Enrollment at Michigan’s teacher preparation programs dropped 70 percent in eight years. There were 16,000 fewer college students majoring in Michigan K-12 education degree programs in the 2016-17 school year than there were in 2008-09, according to data from the U.S. Department of Education.
Those 16,000 fewer potential teachers are the equivalent of one-sixth of Michigan’s current public school teaching workforce.
The number who graduated from the state’s college-based teacher prep programs — the primary pipeline for new classroom instructors — dropped 45 percent between 2011 and 2017, from 4,863 to 2,659.
The new program to lure back former teachers is keyed on the elimination of a common roadblock to reentering the profession: recertification.
Teachers must periodically attend training sessions to keep their teaching credentials. Once they leave the profession and stop taking those continuing education classes, they typically must complete 150 hours of recertification training to regain their teaching certificate.
State Supt. Rice’s offer allows former teachers — with the permission of local districts considering hiring them — to walk back into a classroom without putting in those hours.
The program drew praise from teacher unions and school leaders.

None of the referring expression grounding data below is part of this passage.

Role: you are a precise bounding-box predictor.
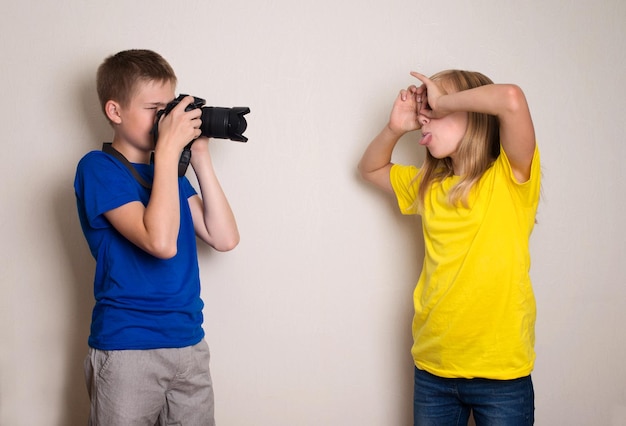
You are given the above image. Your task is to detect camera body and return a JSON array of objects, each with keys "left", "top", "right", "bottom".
[{"left": 152, "top": 94, "right": 250, "bottom": 176}]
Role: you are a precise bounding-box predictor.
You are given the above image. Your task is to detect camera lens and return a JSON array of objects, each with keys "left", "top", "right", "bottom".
[{"left": 200, "top": 107, "right": 250, "bottom": 142}]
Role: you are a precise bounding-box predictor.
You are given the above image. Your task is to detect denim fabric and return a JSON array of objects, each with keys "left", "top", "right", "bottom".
[{"left": 413, "top": 367, "right": 534, "bottom": 426}]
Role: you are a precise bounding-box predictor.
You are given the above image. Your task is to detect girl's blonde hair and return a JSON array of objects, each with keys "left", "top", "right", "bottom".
[{"left": 416, "top": 70, "right": 500, "bottom": 208}]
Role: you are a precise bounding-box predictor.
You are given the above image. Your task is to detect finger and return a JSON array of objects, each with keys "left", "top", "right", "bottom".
[
  {"left": 189, "top": 108, "right": 202, "bottom": 120},
  {"left": 410, "top": 71, "right": 428, "bottom": 84},
  {"left": 402, "top": 85, "right": 421, "bottom": 102},
  {"left": 172, "top": 95, "right": 195, "bottom": 112},
  {"left": 419, "top": 102, "right": 434, "bottom": 118},
  {"left": 399, "top": 89, "right": 409, "bottom": 101}
]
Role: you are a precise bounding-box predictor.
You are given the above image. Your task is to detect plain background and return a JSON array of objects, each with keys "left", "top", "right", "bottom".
[{"left": 1, "top": 1, "right": 625, "bottom": 425}]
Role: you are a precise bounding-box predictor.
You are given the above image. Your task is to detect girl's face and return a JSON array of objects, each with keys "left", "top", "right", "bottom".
[
  {"left": 418, "top": 107, "right": 468, "bottom": 173},
  {"left": 418, "top": 111, "right": 468, "bottom": 156}
]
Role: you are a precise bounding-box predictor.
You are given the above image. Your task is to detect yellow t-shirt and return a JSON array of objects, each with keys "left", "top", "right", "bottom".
[{"left": 390, "top": 146, "right": 541, "bottom": 379}]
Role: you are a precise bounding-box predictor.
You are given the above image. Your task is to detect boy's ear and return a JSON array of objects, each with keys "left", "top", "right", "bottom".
[{"left": 104, "top": 100, "right": 122, "bottom": 124}]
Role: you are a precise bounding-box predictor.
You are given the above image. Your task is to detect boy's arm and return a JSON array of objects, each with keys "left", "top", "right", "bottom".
[
  {"left": 104, "top": 147, "right": 182, "bottom": 259},
  {"left": 104, "top": 97, "right": 203, "bottom": 259},
  {"left": 411, "top": 72, "right": 536, "bottom": 182},
  {"left": 187, "top": 137, "right": 240, "bottom": 252},
  {"left": 358, "top": 84, "right": 422, "bottom": 193}
]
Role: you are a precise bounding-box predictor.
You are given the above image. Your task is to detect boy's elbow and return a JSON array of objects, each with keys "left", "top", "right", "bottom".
[
  {"left": 148, "top": 240, "right": 178, "bottom": 259},
  {"left": 213, "top": 235, "right": 240, "bottom": 252},
  {"left": 153, "top": 247, "right": 178, "bottom": 260},
  {"left": 209, "top": 228, "right": 240, "bottom": 252}
]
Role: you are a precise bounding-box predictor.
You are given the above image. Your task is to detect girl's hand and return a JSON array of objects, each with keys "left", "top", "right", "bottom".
[
  {"left": 410, "top": 71, "right": 447, "bottom": 119},
  {"left": 389, "top": 84, "right": 421, "bottom": 134}
]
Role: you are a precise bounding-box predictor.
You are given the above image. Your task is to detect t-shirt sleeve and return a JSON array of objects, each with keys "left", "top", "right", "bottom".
[
  {"left": 180, "top": 176, "right": 198, "bottom": 200},
  {"left": 390, "top": 164, "right": 420, "bottom": 215},
  {"left": 496, "top": 144, "right": 541, "bottom": 207},
  {"left": 74, "top": 152, "right": 144, "bottom": 230}
]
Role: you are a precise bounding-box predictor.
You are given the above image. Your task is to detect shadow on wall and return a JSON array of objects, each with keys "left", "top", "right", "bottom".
[
  {"left": 54, "top": 178, "right": 92, "bottom": 425},
  {"left": 355, "top": 119, "right": 481, "bottom": 425},
  {"left": 53, "top": 68, "right": 112, "bottom": 426}
]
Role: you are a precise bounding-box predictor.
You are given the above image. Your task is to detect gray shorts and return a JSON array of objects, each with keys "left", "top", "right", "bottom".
[{"left": 84, "top": 340, "right": 215, "bottom": 426}]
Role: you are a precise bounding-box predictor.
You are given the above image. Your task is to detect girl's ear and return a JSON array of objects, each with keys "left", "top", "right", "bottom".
[{"left": 104, "top": 100, "right": 122, "bottom": 124}]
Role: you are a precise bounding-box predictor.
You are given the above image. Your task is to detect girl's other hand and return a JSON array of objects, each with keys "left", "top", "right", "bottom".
[{"left": 389, "top": 84, "right": 421, "bottom": 135}]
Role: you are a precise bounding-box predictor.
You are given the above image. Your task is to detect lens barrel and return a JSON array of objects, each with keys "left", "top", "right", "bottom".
[
  {"left": 200, "top": 106, "right": 250, "bottom": 142},
  {"left": 153, "top": 95, "right": 250, "bottom": 176}
]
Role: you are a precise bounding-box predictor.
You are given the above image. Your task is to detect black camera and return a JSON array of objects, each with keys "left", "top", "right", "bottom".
[{"left": 152, "top": 94, "right": 250, "bottom": 176}]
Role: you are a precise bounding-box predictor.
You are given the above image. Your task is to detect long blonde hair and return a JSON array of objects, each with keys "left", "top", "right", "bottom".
[{"left": 416, "top": 70, "right": 500, "bottom": 208}]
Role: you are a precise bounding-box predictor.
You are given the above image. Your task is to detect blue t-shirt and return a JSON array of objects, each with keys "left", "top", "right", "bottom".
[{"left": 74, "top": 150, "right": 204, "bottom": 350}]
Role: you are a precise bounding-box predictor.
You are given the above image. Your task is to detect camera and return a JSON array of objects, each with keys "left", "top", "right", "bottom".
[{"left": 152, "top": 94, "right": 250, "bottom": 176}]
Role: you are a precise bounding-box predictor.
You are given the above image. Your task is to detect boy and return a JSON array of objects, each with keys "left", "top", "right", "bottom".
[{"left": 74, "top": 49, "right": 239, "bottom": 425}]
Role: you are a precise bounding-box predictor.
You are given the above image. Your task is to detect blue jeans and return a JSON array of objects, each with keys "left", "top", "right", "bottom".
[{"left": 413, "top": 367, "right": 534, "bottom": 426}]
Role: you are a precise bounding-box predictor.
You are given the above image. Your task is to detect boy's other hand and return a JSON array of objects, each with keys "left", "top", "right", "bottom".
[{"left": 155, "top": 96, "right": 203, "bottom": 153}]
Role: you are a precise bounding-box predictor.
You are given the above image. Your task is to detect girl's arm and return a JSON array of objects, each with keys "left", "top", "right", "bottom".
[
  {"left": 411, "top": 72, "right": 536, "bottom": 182},
  {"left": 358, "top": 85, "right": 422, "bottom": 193},
  {"left": 187, "top": 138, "right": 240, "bottom": 252}
]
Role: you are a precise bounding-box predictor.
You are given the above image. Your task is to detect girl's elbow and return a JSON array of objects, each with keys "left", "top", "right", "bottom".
[
  {"left": 358, "top": 163, "right": 376, "bottom": 183},
  {"left": 504, "top": 85, "right": 527, "bottom": 113},
  {"left": 357, "top": 160, "right": 365, "bottom": 175}
]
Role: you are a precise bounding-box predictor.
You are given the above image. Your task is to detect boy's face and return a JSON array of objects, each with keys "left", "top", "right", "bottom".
[{"left": 114, "top": 79, "right": 175, "bottom": 153}]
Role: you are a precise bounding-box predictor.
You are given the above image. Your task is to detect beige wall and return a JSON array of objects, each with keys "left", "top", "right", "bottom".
[{"left": 1, "top": 0, "right": 625, "bottom": 424}]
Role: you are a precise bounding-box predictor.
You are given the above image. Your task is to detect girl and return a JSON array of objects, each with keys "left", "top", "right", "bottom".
[{"left": 358, "top": 70, "right": 540, "bottom": 426}]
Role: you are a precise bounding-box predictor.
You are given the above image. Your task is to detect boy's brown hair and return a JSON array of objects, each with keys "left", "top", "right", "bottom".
[{"left": 96, "top": 49, "right": 177, "bottom": 121}]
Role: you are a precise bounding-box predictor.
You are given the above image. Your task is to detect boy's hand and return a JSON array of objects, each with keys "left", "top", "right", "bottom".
[
  {"left": 189, "top": 136, "right": 210, "bottom": 156},
  {"left": 155, "top": 96, "right": 203, "bottom": 152}
]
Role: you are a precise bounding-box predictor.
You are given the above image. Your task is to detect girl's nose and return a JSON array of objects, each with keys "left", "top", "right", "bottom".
[{"left": 419, "top": 114, "right": 429, "bottom": 125}]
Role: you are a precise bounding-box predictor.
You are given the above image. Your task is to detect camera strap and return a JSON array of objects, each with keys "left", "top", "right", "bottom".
[{"left": 101, "top": 143, "right": 152, "bottom": 189}]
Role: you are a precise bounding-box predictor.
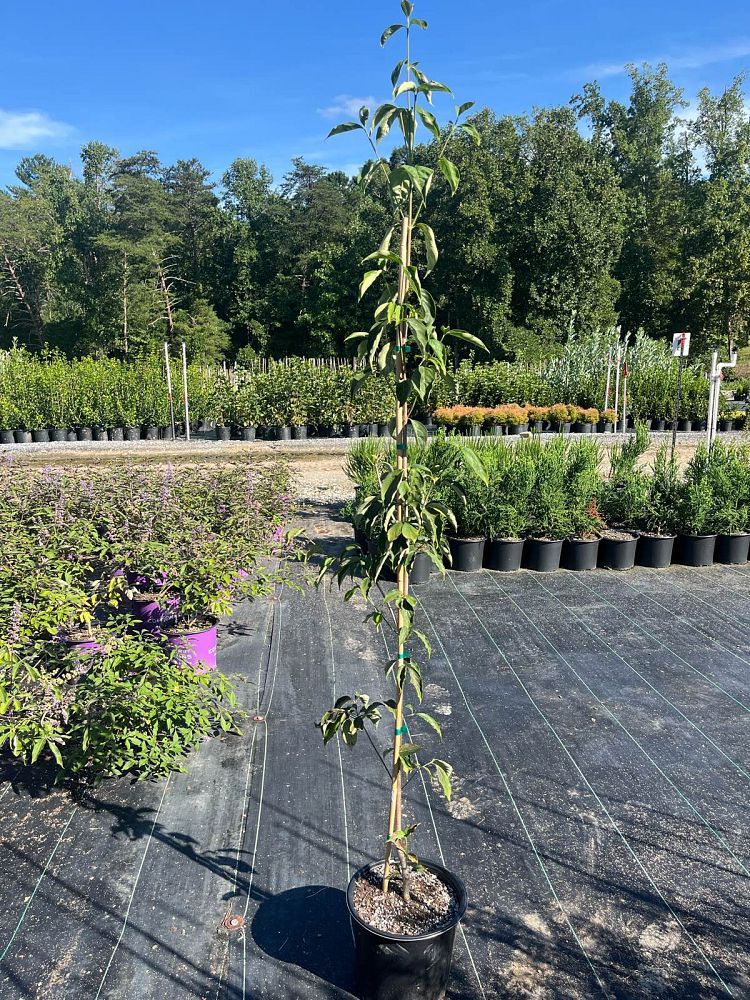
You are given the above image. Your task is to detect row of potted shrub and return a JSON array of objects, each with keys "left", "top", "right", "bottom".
[
  {"left": 433, "top": 404, "right": 748, "bottom": 436},
  {"left": 346, "top": 432, "right": 750, "bottom": 580}
]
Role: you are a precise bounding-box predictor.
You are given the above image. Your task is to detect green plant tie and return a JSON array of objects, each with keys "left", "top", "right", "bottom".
[
  {"left": 395, "top": 344, "right": 412, "bottom": 353},
  {"left": 395, "top": 725, "right": 409, "bottom": 736},
  {"left": 398, "top": 651, "right": 411, "bottom": 659},
  {"left": 396, "top": 442, "right": 408, "bottom": 453}
]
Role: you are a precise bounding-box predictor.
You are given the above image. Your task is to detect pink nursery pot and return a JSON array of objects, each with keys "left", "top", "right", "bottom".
[{"left": 166, "top": 619, "right": 218, "bottom": 672}]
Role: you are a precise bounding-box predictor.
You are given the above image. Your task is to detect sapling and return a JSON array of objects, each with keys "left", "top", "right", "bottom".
[{"left": 318, "top": 1, "right": 485, "bottom": 903}]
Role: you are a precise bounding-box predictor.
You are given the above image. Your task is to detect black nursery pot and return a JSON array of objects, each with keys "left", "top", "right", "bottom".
[
  {"left": 110, "top": 427, "right": 125, "bottom": 442},
  {"left": 124, "top": 426, "right": 141, "bottom": 441},
  {"left": 345, "top": 423, "right": 360, "bottom": 439},
  {"left": 215, "top": 425, "right": 231, "bottom": 441},
  {"left": 714, "top": 533, "right": 749, "bottom": 565},
  {"left": 66, "top": 429, "right": 78, "bottom": 442},
  {"left": 484, "top": 538, "right": 524, "bottom": 572},
  {"left": 448, "top": 536, "right": 485, "bottom": 572},
  {"left": 636, "top": 533, "right": 675, "bottom": 569},
  {"left": 13, "top": 429, "right": 31, "bottom": 443},
  {"left": 652, "top": 419, "right": 666, "bottom": 432},
  {"left": 77, "top": 427, "right": 93, "bottom": 441},
  {"left": 0, "top": 430, "right": 14, "bottom": 444},
  {"left": 677, "top": 533, "right": 716, "bottom": 566},
  {"left": 524, "top": 538, "right": 563, "bottom": 572},
  {"left": 144, "top": 425, "right": 159, "bottom": 440},
  {"left": 677, "top": 418, "right": 692, "bottom": 432},
  {"left": 599, "top": 533, "right": 638, "bottom": 570},
  {"left": 291, "top": 424, "right": 307, "bottom": 440},
  {"left": 347, "top": 860, "right": 467, "bottom": 1000},
  {"left": 240, "top": 426, "right": 256, "bottom": 441},
  {"left": 94, "top": 428, "right": 108, "bottom": 442},
  {"left": 410, "top": 551, "right": 432, "bottom": 585},
  {"left": 562, "top": 537, "right": 600, "bottom": 571},
  {"left": 32, "top": 428, "right": 50, "bottom": 443},
  {"left": 50, "top": 428, "right": 67, "bottom": 442},
  {"left": 275, "top": 425, "right": 292, "bottom": 441},
  {"left": 718, "top": 419, "right": 734, "bottom": 432}
]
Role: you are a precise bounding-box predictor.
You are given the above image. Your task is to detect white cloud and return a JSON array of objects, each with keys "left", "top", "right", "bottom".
[
  {"left": 0, "top": 109, "right": 72, "bottom": 149},
  {"left": 578, "top": 39, "right": 750, "bottom": 80},
  {"left": 317, "top": 94, "right": 378, "bottom": 119}
]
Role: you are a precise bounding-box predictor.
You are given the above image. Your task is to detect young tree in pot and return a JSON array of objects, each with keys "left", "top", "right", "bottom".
[
  {"left": 635, "top": 444, "right": 680, "bottom": 568},
  {"left": 317, "top": 8, "right": 486, "bottom": 995},
  {"left": 441, "top": 444, "right": 488, "bottom": 572}
]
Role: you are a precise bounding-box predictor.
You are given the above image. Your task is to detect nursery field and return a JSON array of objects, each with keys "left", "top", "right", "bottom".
[{"left": 0, "top": 511, "right": 748, "bottom": 999}]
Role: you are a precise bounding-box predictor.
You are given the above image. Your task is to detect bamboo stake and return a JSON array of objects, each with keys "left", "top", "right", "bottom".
[
  {"left": 182, "top": 342, "right": 191, "bottom": 441},
  {"left": 164, "top": 342, "right": 176, "bottom": 440}
]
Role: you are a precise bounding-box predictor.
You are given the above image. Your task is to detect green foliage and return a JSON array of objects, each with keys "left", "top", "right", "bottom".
[{"left": 0, "top": 460, "right": 295, "bottom": 779}]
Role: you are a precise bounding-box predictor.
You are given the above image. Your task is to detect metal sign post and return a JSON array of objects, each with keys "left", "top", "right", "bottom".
[
  {"left": 621, "top": 360, "right": 629, "bottom": 432},
  {"left": 614, "top": 343, "right": 622, "bottom": 416},
  {"left": 164, "top": 342, "right": 177, "bottom": 441},
  {"left": 670, "top": 332, "right": 690, "bottom": 459},
  {"left": 706, "top": 346, "right": 737, "bottom": 451}
]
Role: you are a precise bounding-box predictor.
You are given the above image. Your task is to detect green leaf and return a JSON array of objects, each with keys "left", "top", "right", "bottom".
[
  {"left": 457, "top": 100, "right": 476, "bottom": 116},
  {"left": 327, "top": 122, "right": 361, "bottom": 139},
  {"left": 415, "top": 223, "right": 438, "bottom": 273},
  {"left": 400, "top": 0, "right": 413, "bottom": 15},
  {"left": 49, "top": 741, "right": 64, "bottom": 768},
  {"left": 381, "top": 23, "right": 404, "bottom": 46},
  {"left": 416, "top": 106, "right": 441, "bottom": 141},
  {"left": 394, "top": 80, "right": 417, "bottom": 97},
  {"left": 411, "top": 17, "right": 428, "bottom": 28},
  {"left": 410, "top": 417, "right": 428, "bottom": 445},
  {"left": 437, "top": 156, "right": 459, "bottom": 195},
  {"left": 432, "top": 759, "right": 453, "bottom": 801},
  {"left": 460, "top": 122, "right": 482, "bottom": 146},
  {"left": 445, "top": 328, "right": 488, "bottom": 352},
  {"left": 359, "top": 270, "right": 383, "bottom": 299},
  {"left": 415, "top": 712, "right": 442, "bottom": 737},
  {"left": 459, "top": 445, "right": 489, "bottom": 485},
  {"left": 359, "top": 106, "right": 370, "bottom": 126}
]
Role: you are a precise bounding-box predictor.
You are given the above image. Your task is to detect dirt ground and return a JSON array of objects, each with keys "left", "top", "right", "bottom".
[{"left": 2, "top": 434, "right": 739, "bottom": 505}]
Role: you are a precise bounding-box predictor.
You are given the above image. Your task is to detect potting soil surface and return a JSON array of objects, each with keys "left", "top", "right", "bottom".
[{"left": 1, "top": 518, "right": 749, "bottom": 999}]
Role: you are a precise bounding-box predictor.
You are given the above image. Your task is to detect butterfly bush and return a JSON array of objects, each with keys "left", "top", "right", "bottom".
[{"left": 0, "top": 458, "right": 297, "bottom": 777}]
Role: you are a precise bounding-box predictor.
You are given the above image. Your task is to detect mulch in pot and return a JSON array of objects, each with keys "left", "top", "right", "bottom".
[{"left": 351, "top": 863, "right": 459, "bottom": 937}]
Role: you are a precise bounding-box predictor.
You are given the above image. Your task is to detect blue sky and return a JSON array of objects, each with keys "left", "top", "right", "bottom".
[{"left": 2, "top": 0, "right": 748, "bottom": 188}]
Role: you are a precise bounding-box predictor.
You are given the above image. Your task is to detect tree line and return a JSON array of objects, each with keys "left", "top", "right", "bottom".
[{"left": 1, "top": 66, "right": 748, "bottom": 362}]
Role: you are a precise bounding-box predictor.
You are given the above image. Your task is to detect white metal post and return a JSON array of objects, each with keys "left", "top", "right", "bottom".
[
  {"left": 182, "top": 341, "right": 191, "bottom": 442},
  {"left": 706, "top": 350, "right": 718, "bottom": 450}
]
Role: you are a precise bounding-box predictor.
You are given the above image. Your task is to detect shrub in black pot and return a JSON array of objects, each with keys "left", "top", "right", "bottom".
[
  {"left": 704, "top": 440, "right": 750, "bottom": 565},
  {"left": 634, "top": 444, "right": 680, "bottom": 568},
  {"left": 561, "top": 436, "right": 605, "bottom": 570},
  {"left": 599, "top": 424, "right": 650, "bottom": 569},
  {"left": 521, "top": 435, "right": 573, "bottom": 571},
  {"left": 481, "top": 438, "right": 535, "bottom": 571},
  {"left": 675, "top": 444, "right": 716, "bottom": 565}
]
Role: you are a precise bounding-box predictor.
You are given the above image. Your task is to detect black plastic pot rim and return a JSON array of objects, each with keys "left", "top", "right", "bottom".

“The teacher shortage is real, as is the fact that fewer college students are choosing teaching as a career,” said David Hecker, president of the American Federation of Teachers Michigan. “Teachers returning to the profession help address this shortage and bring years of experience and talent to the classroom. This is good news for students.”
“It’s a great idea,” said Andre Townsel, superintendent of Benton Harbor Public Schools. “It gives our former educators, who are highly qualified and some of the best educators out there, a chance to return.
We don’t want any barriers to them rejoining the profession.”
Shana Barnum, principal at Alaiedon Elementary in Mason Public Schools in Ingham County, said the teacher shortage is “a huge crisis that the state is not addressing.”
Barnum had two of her school’s three first-grade teachers quit within a month of each other last fall, and struggled to find replacements.
“There’s definitely a shortage and we have to do something,” she said.
Bringing back former teachers, though, is just a “Band-Aid” and doesn’t solve the underlying problem, Barnum added. “Our long-term goal should be to recruit and retain teachers.”
Rice acknowledged the program is a “short-term” solution, but said he hopes it can tamp down the crisis until longer-term solutions can be put in place.
One of his suggestions: higher starting pay for new teachers.
Michigan’s average teacher salary is higher than the national average, at least partly because Michigan has a teacher workforce that, on average, has more years of experience than educators in other states. But average starting pay for first-year teachers in Michigan in the 2019-20 school year was $37,549 – ranking 41st in the nation for starting teacher pay, according to the National Education Association teacher union.
Washington, D.C. has the highest beginning-teacher pay at $56,313, and Montana the lowest, at $32,871.
“The profession has been so relatively diminished over the last decade, and it’s going to take several years to bring that profession back,” Rice said. “One way to bring it back is to pay people more, particularly at the entry level.”
Rice said he knows more needs to be done to address Michigan’s need for more teachers, but he feels the wind is finally at his back.
“When I started (as state superintendent) two years ago, there were questions about whether there was a teacher shortage,” Rice said. “There were legislators who said, ‘Yeah, maybe (there’s a shortage) in some other districts, but not in my districts. You don’t hear that anymore. Local districts made the case that this is something they struggle with on a daily basis.
“The good news is there’s been an awakening, a consciousness raising in the community and in the legislature, and now we’re working collectively on solutions – legislators, policymakers, educators.”